As a noteworthy salt hydrate, sodium sulfate decahydrate or Glauber salt can be used as a phase change thermal energy storage material. Kinetic parameters of sodium sulfate decahydrate salt solution are evaluated experimentally. Instead of the traditional polythermal and isothermal methods, a novel constant temperature experimental method (based on the turbidity titration) was adopted to experimentally illustrate the induction time and metastable zone width, in unseeded batch crystallization for sodium sulfate decahydrate salt solution at different temperatures (7, 9, 10, 13, 16, 19, 22 °C) and supersaturation ratio (1.01–1.43). We determined crystallization thermodynamics parameters, solubility, and supersolubility, of sodium sulfate decahydrate salt solution under atmospheric pressure and at different temperatures. The solubility data could be well fitted by the solubility carve of sodium sulfate decahydrate in the phase diagram of sodium sulfate. Statistical analysis shows that there was consistency in the result data of solubility.
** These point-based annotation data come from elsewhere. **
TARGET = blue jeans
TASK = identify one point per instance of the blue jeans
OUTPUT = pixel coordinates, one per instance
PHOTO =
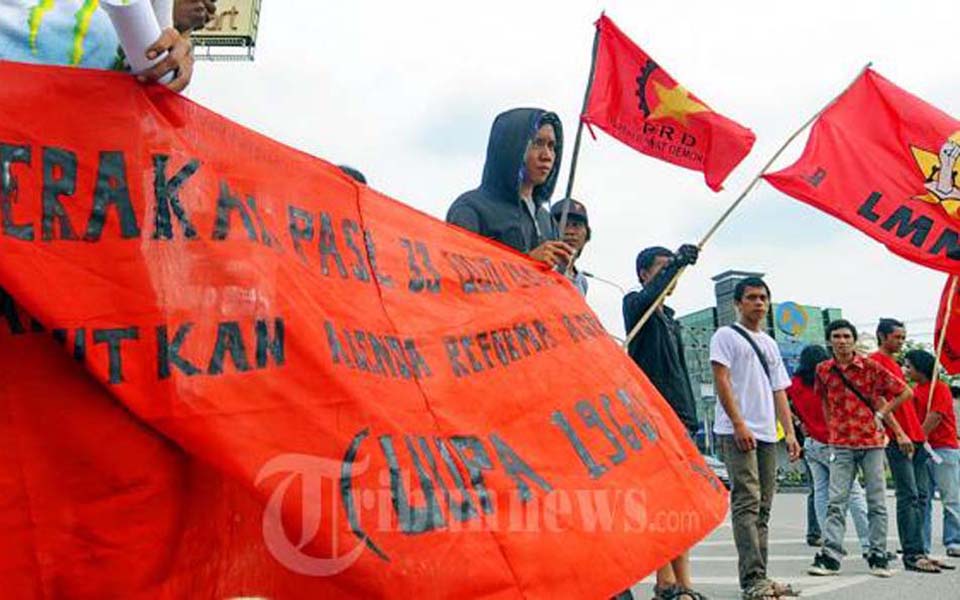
(817, 456)
(946, 476)
(912, 485)
(843, 470)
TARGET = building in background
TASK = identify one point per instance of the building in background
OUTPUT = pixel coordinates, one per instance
(231, 34)
(792, 325)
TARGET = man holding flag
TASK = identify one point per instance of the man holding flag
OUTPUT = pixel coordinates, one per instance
(523, 160)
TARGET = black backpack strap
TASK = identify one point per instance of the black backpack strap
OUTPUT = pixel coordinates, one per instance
(851, 387)
(756, 349)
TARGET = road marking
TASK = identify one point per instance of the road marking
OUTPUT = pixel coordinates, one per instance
(776, 558)
(837, 584)
(779, 541)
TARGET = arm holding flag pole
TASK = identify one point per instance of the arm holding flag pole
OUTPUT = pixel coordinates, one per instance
(936, 363)
(750, 187)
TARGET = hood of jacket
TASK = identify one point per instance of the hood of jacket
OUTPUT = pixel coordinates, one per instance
(504, 168)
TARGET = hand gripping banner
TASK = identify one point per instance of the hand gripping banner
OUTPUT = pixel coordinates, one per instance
(229, 370)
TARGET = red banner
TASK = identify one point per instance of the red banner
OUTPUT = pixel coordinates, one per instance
(885, 162)
(230, 370)
(633, 99)
(950, 357)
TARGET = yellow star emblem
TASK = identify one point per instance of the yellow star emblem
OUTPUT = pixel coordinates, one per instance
(929, 164)
(675, 103)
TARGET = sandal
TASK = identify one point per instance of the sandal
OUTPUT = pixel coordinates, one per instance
(784, 589)
(761, 590)
(940, 564)
(921, 564)
(675, 592)
(694, 594)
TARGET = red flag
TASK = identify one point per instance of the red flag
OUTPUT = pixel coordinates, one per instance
(257, 377)
(950, 357)
(633, 99)
(884, 161)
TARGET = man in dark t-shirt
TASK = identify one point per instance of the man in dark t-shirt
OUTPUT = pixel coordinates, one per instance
(658, 351)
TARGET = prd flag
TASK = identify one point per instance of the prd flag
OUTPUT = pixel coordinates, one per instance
(950, 357)
(884, 161)
(633, 99)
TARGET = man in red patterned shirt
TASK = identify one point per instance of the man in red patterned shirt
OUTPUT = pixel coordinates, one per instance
(853, 389)
(907, 469)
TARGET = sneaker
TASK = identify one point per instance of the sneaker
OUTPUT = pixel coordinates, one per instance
(823, 565)
(879, 566)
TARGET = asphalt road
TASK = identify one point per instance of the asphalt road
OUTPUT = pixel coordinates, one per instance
(714, 562)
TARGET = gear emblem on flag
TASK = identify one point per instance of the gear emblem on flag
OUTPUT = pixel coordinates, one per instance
(940, 171)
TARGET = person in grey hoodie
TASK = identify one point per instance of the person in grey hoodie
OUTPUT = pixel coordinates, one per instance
(523, 160)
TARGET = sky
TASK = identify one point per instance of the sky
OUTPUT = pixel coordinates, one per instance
(406, 92)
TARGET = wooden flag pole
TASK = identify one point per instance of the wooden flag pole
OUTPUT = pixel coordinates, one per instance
(753, 183)
(576, 142)
(943, 337)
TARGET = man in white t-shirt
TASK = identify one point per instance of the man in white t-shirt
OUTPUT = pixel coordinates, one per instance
(751, 383)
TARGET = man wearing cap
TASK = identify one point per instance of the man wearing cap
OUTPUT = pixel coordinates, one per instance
(658, 351)
(576, 234)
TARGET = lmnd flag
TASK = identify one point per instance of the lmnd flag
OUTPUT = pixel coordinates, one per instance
(634, 99)
(229, 370)
(950, 357)
(885, 161)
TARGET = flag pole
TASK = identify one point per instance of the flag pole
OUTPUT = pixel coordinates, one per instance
(943, 337)
(750, 187)
(576, 142)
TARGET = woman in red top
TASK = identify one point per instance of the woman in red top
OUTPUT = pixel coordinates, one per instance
(808, 408)
(940, 425)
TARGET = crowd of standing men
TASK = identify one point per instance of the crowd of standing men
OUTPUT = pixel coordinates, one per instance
(855, 414)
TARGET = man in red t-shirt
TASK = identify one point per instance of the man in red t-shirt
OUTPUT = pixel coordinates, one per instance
(940, 425)
(907, 469)
(854, 389)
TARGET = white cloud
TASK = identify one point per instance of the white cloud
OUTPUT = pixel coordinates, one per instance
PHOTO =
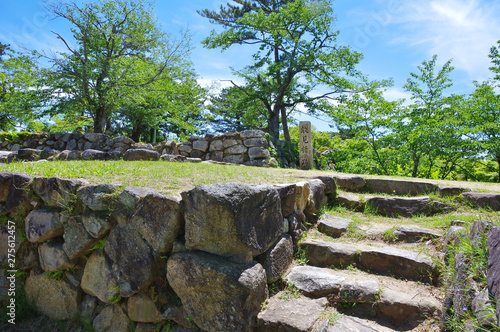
(464, 30)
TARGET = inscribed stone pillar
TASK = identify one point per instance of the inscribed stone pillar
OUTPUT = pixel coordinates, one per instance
(305, 145)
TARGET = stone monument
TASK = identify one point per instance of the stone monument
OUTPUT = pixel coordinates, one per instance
(305, 145)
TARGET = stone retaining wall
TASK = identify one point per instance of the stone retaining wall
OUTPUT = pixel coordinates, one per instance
(248, 147)
(116, 256)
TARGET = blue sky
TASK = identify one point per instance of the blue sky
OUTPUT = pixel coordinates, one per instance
(394, 36)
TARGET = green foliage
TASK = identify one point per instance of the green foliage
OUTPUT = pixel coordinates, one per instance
(19, 83)
(297, 52)
(118, 59)
(300, 256)
(233, 111)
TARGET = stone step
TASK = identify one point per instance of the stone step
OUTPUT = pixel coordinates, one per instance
(415, 234)
(333, 226)
(376, 296)
(385, 260)
(392, 206)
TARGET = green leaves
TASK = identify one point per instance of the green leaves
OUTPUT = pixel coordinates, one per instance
(297, 53)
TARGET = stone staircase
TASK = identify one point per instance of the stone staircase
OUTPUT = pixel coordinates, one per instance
(362, 285)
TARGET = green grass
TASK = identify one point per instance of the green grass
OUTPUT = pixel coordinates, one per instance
(166, 177)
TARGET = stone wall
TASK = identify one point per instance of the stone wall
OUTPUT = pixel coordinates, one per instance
(248, 147)
(116, 256)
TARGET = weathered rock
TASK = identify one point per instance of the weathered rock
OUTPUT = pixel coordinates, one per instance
(5, 249)
(72, 145)
(196, 154)
(454, 235)
(446, 191)
(88, 306)
(142, 146)
(53, 257)
(234, 159)
(91, 154)
(247, 221)
(77, 241)
(400, 206)
(253, 142)
(98, 279)
(321, 253)
(252, 134)
(350, 201)
(141, 154)
(133, 263)
(42, 225)
(5, 181)
(57, 192)
(353, 183)
(399, 187)
(302, 192)
(57, 299)
(178, 314)
(201, 145)
(28, 155)
(493, 275)
(278, 258)
(362, 291)
(124, 140)
(287, 196)
(329, 182)
(351, 324)
(236, 149)
(479, 232)
(173, 158)
(333, 226)
(258, 152)
(317, 197)
(483, 309)
(407, 264)
(483, 200)
(97, 226)
(141, 308)
(112, 318)
(158, 218)
(130, 196)
(98, 197)
(295, 315)
(314, 281)
(19, 199)
(217, 294)
(414, 233)
(185, 148)
(397, 306)
(295, 228)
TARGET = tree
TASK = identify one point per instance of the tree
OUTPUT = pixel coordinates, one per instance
(422, 126)
(18, 87)
(495, 60)
(297, 52)
(367, 117)
(483, 117)
(232, 111)
(112, 39)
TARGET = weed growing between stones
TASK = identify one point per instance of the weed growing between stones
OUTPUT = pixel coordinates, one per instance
(290, 292)
(465, 276)
(300, 256)
(332, 315)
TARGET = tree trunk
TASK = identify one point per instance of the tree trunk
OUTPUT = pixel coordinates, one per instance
(100, 120)
(274, 125)
(416, 161)
(498, 162)
(284, 123)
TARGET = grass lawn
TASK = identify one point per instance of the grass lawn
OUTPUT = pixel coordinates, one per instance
(173, 178)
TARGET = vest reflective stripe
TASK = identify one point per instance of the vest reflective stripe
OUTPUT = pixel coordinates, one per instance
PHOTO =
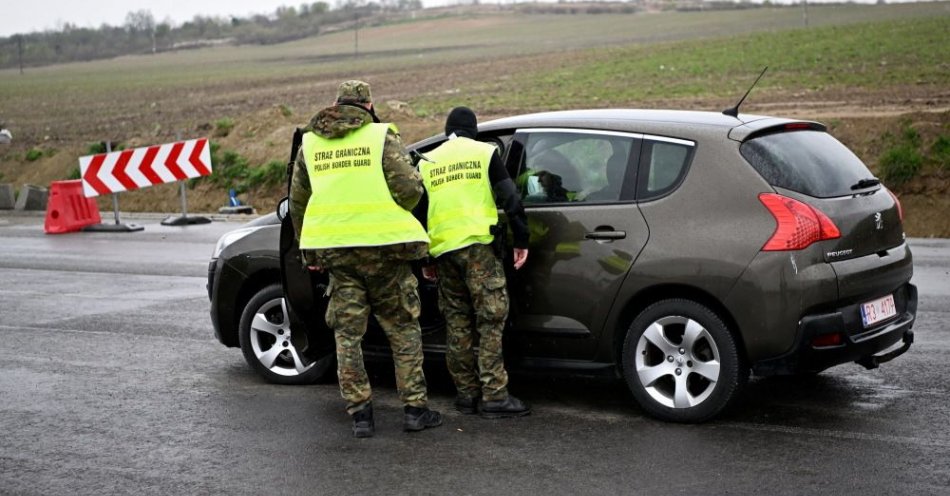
(351, 204)
(461, 205)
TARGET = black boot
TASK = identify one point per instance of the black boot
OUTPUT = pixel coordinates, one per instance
(421, 418)
(467, 405)
(508, 407)
(363, 425)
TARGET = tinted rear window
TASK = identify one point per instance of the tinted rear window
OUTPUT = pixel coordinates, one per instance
(809, 162)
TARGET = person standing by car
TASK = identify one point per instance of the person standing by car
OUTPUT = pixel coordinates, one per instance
(351, 198)
(459, 177)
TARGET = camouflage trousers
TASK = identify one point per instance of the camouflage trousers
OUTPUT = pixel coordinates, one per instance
(474, 300)
(390, 291)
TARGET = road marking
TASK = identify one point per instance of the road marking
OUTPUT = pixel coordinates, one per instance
(838, 434)
(97, 333)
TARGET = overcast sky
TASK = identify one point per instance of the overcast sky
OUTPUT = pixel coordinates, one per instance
(24, 16)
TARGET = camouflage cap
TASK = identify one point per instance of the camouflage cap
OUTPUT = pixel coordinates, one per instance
(353, 91)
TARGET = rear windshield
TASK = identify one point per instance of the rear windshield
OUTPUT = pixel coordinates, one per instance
(809, 162)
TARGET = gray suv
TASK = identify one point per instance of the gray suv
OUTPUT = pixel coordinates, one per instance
(679, 251)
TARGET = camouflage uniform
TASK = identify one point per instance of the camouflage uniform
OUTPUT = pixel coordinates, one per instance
(474, 301)
(368, 278)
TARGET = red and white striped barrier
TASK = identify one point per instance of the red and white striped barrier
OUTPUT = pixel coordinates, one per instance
(142, 167)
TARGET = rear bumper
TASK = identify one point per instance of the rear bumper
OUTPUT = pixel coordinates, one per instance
(857, 344)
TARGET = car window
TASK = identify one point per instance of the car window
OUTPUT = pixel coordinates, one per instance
(809, 162)
(568, 166)
(663, 164)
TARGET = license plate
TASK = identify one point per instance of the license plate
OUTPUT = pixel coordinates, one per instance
(877, 310)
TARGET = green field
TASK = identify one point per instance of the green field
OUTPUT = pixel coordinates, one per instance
(871, 71)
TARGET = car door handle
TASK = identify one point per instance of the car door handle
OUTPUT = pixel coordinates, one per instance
(606, 235)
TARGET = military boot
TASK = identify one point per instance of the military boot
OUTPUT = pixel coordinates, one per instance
(421, 418)
(508, 407)
(363, 425)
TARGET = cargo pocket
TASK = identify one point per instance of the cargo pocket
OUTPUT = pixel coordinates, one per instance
(491, 299)
(409, 294)
(330, 315)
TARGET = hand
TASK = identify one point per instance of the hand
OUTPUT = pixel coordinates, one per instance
(521, 256)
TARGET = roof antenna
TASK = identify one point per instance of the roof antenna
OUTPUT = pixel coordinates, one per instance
(734, 111)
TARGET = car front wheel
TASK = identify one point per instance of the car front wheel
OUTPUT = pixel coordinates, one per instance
(681, 362)
(265, 337)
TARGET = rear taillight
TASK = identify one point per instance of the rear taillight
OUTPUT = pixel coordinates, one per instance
(900, 210)
(799, 224)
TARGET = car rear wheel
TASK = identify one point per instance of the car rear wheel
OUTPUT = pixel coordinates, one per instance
(681, 362)
(265, 337)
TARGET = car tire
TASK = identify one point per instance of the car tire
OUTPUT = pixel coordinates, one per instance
(681, 362)
(264, 333)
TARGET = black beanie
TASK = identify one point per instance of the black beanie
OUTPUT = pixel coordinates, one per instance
(462, 122)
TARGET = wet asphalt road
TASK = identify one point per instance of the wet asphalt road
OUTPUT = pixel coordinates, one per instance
(112, 383)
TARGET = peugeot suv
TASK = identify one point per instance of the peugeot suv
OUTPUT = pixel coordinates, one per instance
(676, 250)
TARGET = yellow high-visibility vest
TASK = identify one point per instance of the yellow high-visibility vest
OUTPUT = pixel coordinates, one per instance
(461, 205)
(351, 204)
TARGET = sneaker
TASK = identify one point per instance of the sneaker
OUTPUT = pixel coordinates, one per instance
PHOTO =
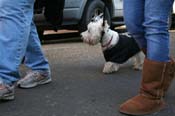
(6, 92)
(34, 78)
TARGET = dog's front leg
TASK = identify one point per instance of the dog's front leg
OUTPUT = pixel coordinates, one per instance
(138, 63)
(110, 67)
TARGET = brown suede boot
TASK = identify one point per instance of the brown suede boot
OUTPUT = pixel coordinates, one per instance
(170, 73)
(150, 98)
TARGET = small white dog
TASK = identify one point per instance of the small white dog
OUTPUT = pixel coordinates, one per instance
(117, 48)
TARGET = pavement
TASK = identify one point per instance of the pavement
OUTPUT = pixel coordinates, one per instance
(79, 87)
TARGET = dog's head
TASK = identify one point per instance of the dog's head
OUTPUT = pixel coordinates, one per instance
(93, 34)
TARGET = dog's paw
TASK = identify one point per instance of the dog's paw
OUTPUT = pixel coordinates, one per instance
(138, 67)
(110, 67)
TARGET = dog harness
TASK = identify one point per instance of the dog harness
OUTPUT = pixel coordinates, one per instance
(123, 50)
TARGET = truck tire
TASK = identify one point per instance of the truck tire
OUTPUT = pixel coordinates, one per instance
(92, 9)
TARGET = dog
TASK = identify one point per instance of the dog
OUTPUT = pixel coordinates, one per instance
(117, 48)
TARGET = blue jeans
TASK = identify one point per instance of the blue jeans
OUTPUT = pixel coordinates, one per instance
(18, 38)
(147, 21)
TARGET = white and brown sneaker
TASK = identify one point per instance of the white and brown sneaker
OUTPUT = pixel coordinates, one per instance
(34, 78)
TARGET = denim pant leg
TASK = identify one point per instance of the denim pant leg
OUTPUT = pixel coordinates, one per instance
(15, 20)
(156, 29)
(34, 57)
(134, 17)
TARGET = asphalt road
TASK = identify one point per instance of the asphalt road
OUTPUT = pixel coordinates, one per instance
(79, 87)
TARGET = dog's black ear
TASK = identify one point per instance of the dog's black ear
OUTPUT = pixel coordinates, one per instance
(97, 18)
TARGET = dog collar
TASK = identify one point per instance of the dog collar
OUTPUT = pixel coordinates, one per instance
(108, 43)
(102, 34)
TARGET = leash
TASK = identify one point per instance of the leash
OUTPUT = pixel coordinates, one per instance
(104, 17)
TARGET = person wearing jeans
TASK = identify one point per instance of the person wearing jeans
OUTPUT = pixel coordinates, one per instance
(147, 21)
(19, 38)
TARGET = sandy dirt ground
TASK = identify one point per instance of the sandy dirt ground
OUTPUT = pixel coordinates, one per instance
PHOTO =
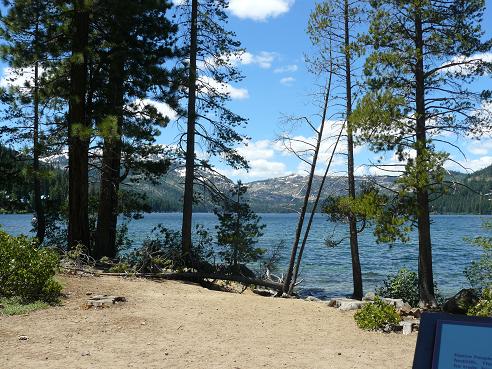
(177, 325)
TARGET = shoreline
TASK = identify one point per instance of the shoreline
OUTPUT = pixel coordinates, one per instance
(181, 325)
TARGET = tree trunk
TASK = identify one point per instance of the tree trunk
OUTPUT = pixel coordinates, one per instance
(107, 219)
(313, 213)
(426, 279)
(354, 244)
(288, 285)
(190, 140)
(38, 204)
(78, 131)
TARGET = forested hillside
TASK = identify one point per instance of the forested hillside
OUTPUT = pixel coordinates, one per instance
(467, 193)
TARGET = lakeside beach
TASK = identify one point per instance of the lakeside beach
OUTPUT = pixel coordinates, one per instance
(174, 324)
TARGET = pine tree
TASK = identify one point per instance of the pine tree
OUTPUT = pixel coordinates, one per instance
(239, 230)
(79, 129)
(423, 59)
(132, 53)
(210, 53)
(28, 29)
(331, 28)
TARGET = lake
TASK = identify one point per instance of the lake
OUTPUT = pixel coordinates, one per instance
(326, 271)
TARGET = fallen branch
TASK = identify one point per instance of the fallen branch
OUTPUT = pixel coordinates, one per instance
(194, 277)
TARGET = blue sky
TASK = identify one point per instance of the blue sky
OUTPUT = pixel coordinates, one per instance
(277, 84)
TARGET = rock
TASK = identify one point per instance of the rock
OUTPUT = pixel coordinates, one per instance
(397, 303)
(416, 312)
(345, 304)
(461, 302)
(406, 309)
(407, 327)
(101, 301)
(331, 303)
(263, 292)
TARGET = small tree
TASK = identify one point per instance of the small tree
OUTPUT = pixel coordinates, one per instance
(425, 56)
(479, 272)
(238, 230)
Two models, classical nucleation theory (primary homogeneous) and secondary nucleation, were employed to analyze the experimental data. The secondary nucleation model helped determine the order of nucleation and nucleation kinetic constants.

作为值得注意的盐水合物，硫酸钠十水合物或芒硝可以用作相变储热材料。实验评估了硫酸钠十水合物盐溶液的动力学参数。代替传统的多热和等温方法，采用新颖的恒温实验方法（基于浊度滴定法）以实验方式说明了在不同温度下无水硫酸钠十水合物盐溶液的分批结晶中的诱导时间和亚稳区宽度（7） ，9、10、13、16、19、22°C）和过饱和率（1.01–1.43）。我们确定了在大气压力和不同温度下十水合硫酸钠盐溶液的结晶热力学参数，溶解度和超溶解度。硫酸钠相图中的十水合硫酸钠溶解度雕刻可以很好地拟合溶解度数据。统计分析表明，溶解度结果数据具有一致性。采用经典成核理论（一次均相）和二次成核两个模型来分析实验数据。二次成核模型有助于确定成核顺序和成核动力学常数。